India becomes COVID-19’s 2nd worst-hit country amid economic pain
90,802 cases added in past day push total past Brazil’s to 4.2 million, now behind only the US, yet government easing restrictions in effort to resuscitate economy
NEW DELHI (AP) — India’s increasing coronavirus caseload made the Asian giant the pandemic’s second-worst-hit country behind the United States on Monday as its efforts to head off economic disaster gain urgency.
The 90,802 cases added in the past 24 hours pushed India’s total past Brazil with 4.2 million cases. India is now only behind the United States, where more than 6.2 million people have been infected, according to Johns Hopkins University.
India’s Health Ministry on Monday also reported 1,016 deaths for a total of 71,642, the third-highest national toll.
The world’s second-most populous country with 1.4 billion people, India has been recording the world’s largest daily increases in coronavirus cases for almost a month. Despite over 2 million new cases in the past month and the virus spreading through the country’s smaller towns and villages, the Indian government has continued relaxing restrictions to try and resuscitate the economy.
On Monday, the Delhi Metro — a rapid transit system that serves India’s sprawling capital New Delhi and adjoining areas — resumed operations after five months.
Only asymptomatic people were allowed to board the chugging trains, with masks, social distancing and temperature checks mandatory.
“We are on our way. It’s been 169 days since we’ve seen you!” the official Twitter account of Delhi Metro tweeted.
The capital’s metro train network is India’s largest rapid transport system. Before closing down in March, the packed trains carried an average of 2.6 million passengers daily.
The reopening comes after India’s economy shrank faster than any other major nation’s, nearly 24% in the last quarter.
India’s economic pain dates to the demonetization of the nation’s currency in 2016 and a hasty rollout of a goods and services tax the next year. But the harsh virus lockdown that started on March 24 further exacerbated the country’s economic woes.
When Prime Minister Narendra Modi ordered 1.4 billion Indians to stay indoors, the whole economy shut down within four hours. Millions lost their jobs instantly and tens and thousands of migrant workers, out of money and fearing starvation, poured out of cities and headed back to villages. The unprecedented migration not only hollowed out India’s economy but also spread the virus to the far reaches of the country.
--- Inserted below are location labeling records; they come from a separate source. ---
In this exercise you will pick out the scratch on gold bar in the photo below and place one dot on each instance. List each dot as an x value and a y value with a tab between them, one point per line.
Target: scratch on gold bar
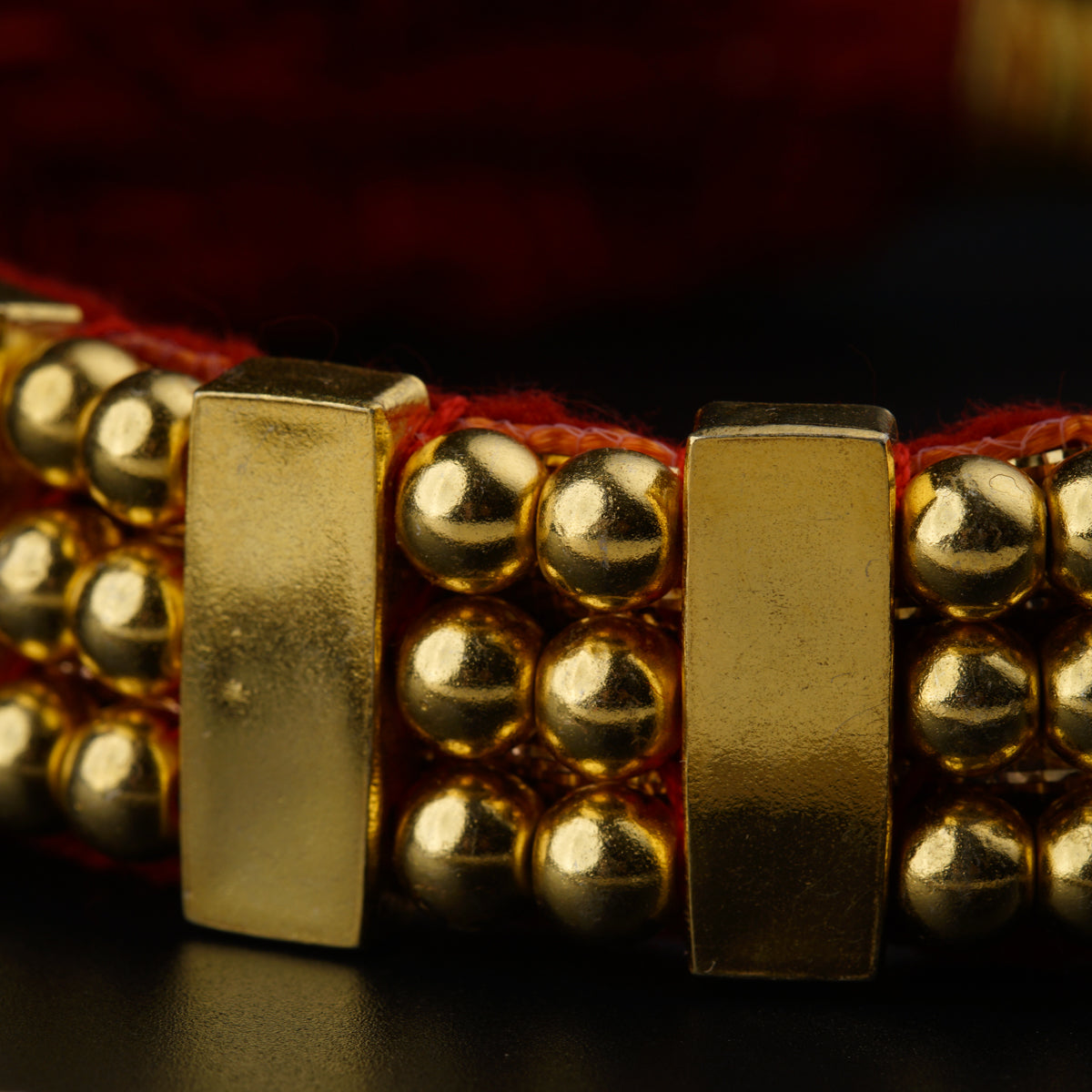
789	520
284	561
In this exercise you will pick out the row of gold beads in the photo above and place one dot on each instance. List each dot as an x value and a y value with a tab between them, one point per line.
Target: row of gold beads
475	512
86	415
975	531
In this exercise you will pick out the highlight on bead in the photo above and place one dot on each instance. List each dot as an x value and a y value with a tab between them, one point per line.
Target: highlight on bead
462	847
609	529
50	399
135	446
972	697
966	867
604	863
1067	689
465	676
117	784
606	697
36	721
39	555
465	511
126	614
973	536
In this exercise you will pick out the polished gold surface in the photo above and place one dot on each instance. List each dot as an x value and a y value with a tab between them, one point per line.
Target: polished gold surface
966	867
786	688
285	541
465	512
973	536
1067	689
606	697
609	529
604	863
467	676
463	844
35	721
135	447
49	401
39	554
1065	860
117	784
1069	501
125	611
972	698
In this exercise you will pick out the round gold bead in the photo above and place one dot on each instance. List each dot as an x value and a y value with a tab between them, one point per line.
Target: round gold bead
465	511
1065	860
609	529
126	614
463	845
39	554
52	399
467	675
966	868
1067	689
973	697
604	863
1069	501
606	697
973	536
117	784
135	445
36	721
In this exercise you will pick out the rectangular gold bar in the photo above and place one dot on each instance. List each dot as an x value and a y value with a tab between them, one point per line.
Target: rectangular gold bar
789	521
287	528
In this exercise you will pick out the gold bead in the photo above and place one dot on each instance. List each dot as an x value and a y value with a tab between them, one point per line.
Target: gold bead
463	844
606	697
1065	860
973	697
39	554
1067	689
117	784
973	536
35	723
135	445
126	614
609	529
465	511
966	868
1069	502
465	676
52	399
604	863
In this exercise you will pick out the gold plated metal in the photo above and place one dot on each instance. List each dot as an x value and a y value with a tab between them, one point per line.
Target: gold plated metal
966	868
465	512
786	688
1069	501
49	401
39	555
463	844
1067	689
972	703
287	530
126	615
117	784
1065	860
606	698
467	676
604	863
973	536
135	447
609	529
36	721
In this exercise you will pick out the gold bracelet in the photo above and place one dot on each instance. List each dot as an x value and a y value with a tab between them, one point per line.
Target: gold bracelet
683	697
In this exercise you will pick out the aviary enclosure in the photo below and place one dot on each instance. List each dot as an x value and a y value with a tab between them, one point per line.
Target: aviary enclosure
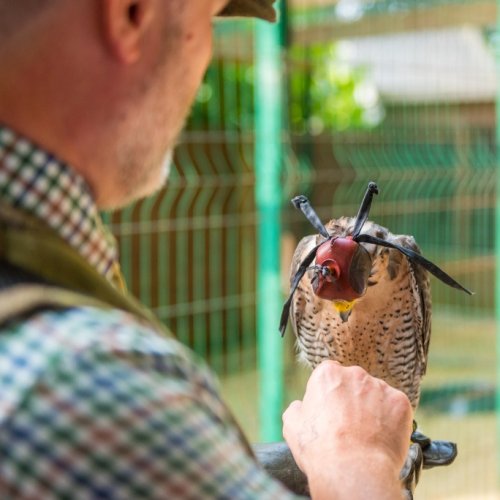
338	93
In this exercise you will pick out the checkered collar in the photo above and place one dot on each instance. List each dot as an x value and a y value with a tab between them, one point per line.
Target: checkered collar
35	181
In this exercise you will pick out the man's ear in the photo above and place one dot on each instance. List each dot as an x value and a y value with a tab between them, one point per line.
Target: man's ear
125	23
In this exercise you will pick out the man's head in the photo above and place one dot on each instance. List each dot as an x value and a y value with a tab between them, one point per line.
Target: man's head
107	84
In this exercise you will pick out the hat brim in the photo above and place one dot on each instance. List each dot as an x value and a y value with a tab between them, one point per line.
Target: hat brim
262	9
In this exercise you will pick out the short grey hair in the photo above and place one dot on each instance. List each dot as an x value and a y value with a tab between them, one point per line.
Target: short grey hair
16	13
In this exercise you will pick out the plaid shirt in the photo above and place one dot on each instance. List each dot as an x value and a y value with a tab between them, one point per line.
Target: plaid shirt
93	404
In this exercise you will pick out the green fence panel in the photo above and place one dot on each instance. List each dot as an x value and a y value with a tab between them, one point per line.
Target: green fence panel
363	104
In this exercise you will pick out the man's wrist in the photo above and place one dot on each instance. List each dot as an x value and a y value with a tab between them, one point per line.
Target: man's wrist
356	475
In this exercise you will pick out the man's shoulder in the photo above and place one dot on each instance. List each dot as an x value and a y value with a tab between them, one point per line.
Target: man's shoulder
49	337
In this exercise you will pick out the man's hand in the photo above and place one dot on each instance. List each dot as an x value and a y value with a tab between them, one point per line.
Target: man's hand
350	434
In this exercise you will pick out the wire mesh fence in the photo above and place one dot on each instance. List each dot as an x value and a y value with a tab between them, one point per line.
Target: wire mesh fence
400	92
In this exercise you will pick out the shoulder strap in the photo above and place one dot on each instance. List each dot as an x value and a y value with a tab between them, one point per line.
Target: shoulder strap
35	255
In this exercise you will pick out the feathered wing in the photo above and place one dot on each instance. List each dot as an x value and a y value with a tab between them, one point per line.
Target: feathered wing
389	328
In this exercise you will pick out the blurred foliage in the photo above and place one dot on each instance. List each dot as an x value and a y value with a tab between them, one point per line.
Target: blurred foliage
325	94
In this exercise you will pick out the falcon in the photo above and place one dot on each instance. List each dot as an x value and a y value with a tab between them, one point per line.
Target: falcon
361	295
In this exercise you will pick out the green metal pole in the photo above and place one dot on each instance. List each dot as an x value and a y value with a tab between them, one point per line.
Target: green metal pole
497	235
268	161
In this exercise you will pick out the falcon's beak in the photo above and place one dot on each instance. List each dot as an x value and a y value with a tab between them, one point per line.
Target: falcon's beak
344	308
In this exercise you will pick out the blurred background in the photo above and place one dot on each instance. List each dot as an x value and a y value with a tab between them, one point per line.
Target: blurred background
338	93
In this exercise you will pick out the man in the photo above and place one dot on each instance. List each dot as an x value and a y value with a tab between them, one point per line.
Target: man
94	403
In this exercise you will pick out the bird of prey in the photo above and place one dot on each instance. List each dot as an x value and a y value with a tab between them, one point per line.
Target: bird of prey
362	298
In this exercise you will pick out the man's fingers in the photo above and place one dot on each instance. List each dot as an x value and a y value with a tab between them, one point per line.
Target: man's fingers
292	412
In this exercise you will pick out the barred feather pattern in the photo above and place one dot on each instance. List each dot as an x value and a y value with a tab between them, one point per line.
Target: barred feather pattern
389	328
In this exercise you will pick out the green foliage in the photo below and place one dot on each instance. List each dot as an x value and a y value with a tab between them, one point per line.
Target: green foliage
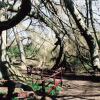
13	52
36	87
30	51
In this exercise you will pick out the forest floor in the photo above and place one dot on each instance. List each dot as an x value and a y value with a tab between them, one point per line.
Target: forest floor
78	89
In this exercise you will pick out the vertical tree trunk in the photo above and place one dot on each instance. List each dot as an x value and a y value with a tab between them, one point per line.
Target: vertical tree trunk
21	49
85	33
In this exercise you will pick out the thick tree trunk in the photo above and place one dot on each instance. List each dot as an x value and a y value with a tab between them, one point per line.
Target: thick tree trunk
85	33
21	49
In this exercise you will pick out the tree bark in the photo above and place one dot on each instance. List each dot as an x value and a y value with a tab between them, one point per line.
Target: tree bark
21	49
22	13
85	33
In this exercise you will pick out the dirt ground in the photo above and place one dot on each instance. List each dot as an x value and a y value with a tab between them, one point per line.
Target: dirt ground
78	90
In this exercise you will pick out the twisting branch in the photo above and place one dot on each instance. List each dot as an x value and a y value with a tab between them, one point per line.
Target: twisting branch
22	13
85	33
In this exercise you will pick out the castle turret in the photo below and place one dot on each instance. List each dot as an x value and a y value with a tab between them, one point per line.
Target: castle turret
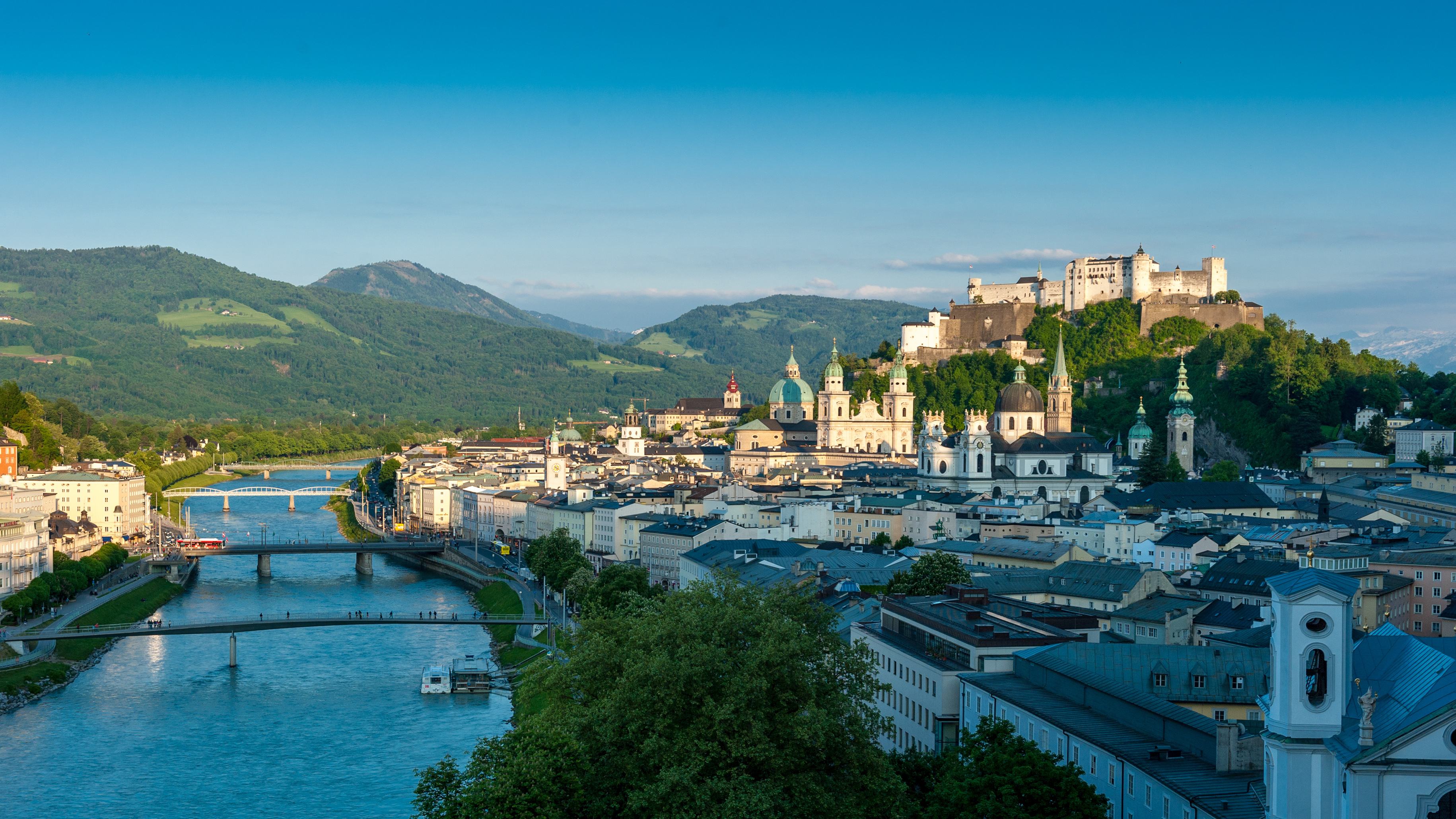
1181	421
1059	393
Now, as the cases surge, most of the country, except in high-risk areas, has already opened up and authorities say that they have little choice.
“While lives are important, livelihoods are equally important,” said Rajesh Bhusan, the top official of India’s federal health ministry, at a news briefing last week.
Almost 60% of India’s active cases are coming from the states of Andhra Pradesh, Tamil Nadu, Karnataka, Maharashtra and Uttar Pradesh, India’s most populous state. But infections are also returning to areas that had managed to slow the spread of the virus, offsetting marginal gains.
Initially hit hard by the virus, New Delhi had seemed to turn the tide through its aggressive screening for patients. But after reopening steadily, the state has reported a recent surge in cases and fatalities. The reopening of the metro is expected to further worsen the situation, experts fear.
The recent surge in cases also highlights the risks of India’s strategy on relying too heavily on rapid tests that screen for antigens or viral proteins. These tests are cheap, yield results in minutes and have allowed India to test over a million patients daily.
But they are also less precise and likely to miss infected people, said Dr. Gagandeep Kang, an infectious diseases expert of Christian Medical College at Vellore in southern India.
India also says its recovery rate is 77.3% and the case fatality rate has declined to around 1.72%.